White Whale Web Services: Why smaller is better

Jason and Buzz

I spent most of my early career in Web design and development working for and with small companies that tried desperately to appear larger than they really were.

They printed business cards for temps and freelancers; they listed employees on their Web sites that I'd never met; they had voice mail greetings that referred to the “support department” and the “design department” when those were both me and one other guy.

As a result, there was always a kind of low-grade paranoia floating around those offices, a fear that the client would one day see behind the curtain and find out that our company wasn't the large full-service agency the client thought we were, that in fact we were just one office, or one suite, or one floor of a building when the client thought we were three floors.
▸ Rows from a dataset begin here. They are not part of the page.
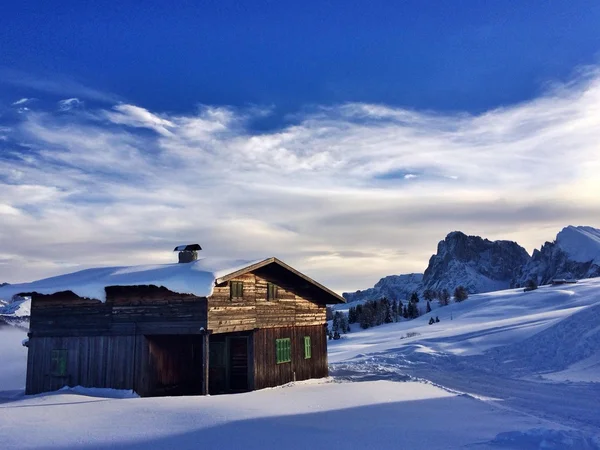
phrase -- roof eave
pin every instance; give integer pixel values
(338, 298)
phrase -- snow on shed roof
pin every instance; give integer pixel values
(197, 278)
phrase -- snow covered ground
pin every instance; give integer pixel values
(510, 370)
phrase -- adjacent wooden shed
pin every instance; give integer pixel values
(178, 329)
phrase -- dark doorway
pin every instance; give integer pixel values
(228, 364)
(175, 363)
(238, 364)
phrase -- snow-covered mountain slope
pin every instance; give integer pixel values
(16, 312)
(574, 254)
(393, 287)
(505, 373)
(485, 266)
(477, 264)
(537, 352)
(318, 414)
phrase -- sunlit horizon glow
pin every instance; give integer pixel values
(346, 193)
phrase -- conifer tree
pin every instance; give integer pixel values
(395, 310)
(460, 294)
(444, 299)
(414, 297)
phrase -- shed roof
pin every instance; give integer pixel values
(197, 278)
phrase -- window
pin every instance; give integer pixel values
(236, 289)
(307, 349)
(284, 350)
(271, 291)
(59, 363)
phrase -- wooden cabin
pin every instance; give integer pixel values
(259, 325)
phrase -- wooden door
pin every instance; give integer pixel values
(238, 363)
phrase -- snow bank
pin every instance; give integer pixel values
(541, 438)
(370, 415)
(197, 278)
(582, 244)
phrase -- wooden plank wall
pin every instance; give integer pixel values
(267, 373)
(105, 341)
(92, 361)
(175, 365)
(255, 311)
(112, 319)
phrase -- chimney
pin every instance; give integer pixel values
(188, 253)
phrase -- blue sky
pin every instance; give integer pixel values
(336, 134)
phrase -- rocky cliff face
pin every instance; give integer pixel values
(393, 287)
(575, 254)
(481, 265)
(477, 264)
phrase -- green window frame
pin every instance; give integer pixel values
(236, 289)
(307, 348)
(283, 349)
(272, 291)
(59, 363)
This made for occasionally amusing misadventures when, say, a freelance copywriter would accidentally mention the name of his own company instead of the agency in a meeting, and would have to pretend like he misspoke.
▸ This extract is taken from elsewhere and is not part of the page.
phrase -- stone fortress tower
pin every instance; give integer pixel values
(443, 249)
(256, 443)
When White Whale first started to add staff and undertake increasingly large-scale projects (around 2002), I decided that we were never going to play that game. Although the desire to make oneself appear bigger is a natural and understandable impulse (in bearded monitor lizards as well as humans), I think it ruins advertising and Web agencies. It removes accountability, it discourages risk, and it dampens or kills the feeling of individual accomplishment that comes from creating something amazing, on time and under budget (and that's the feeling that drives us all to work in the morning).
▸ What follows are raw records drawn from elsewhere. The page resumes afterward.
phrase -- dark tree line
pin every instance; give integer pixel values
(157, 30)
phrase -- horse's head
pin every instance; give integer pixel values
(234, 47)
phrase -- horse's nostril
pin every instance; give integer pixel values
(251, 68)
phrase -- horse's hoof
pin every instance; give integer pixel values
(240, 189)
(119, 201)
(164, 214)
The companies that serve as role models for us, both within and outside the Web world— companies like 37signals, Panic, and Bruce Mau Design, and some of our own clients, like New Harvest Coffee and New Urban Arts— are also small groups of hardworking people that get a lot done. Why should we present ourselves any differently?

So, here we are. White Whale Web Services is five people who work constantly, and produce incredibly high-quality work at a volume comparable to much larger firms. We contract with freelance designers sometimes, to keep our portfolio open to fresh ideas, and we often bring in one or two friendly copywriters on large-scale Web redesigns that require a lot of writing and editing. But in the end, when you deal with White Whale you are dealing with me, Tonya, Alex, Donald or Jeremy. We have been lucky to attract clients who appreciate that kind of relationship: it works as well for them as it does for us.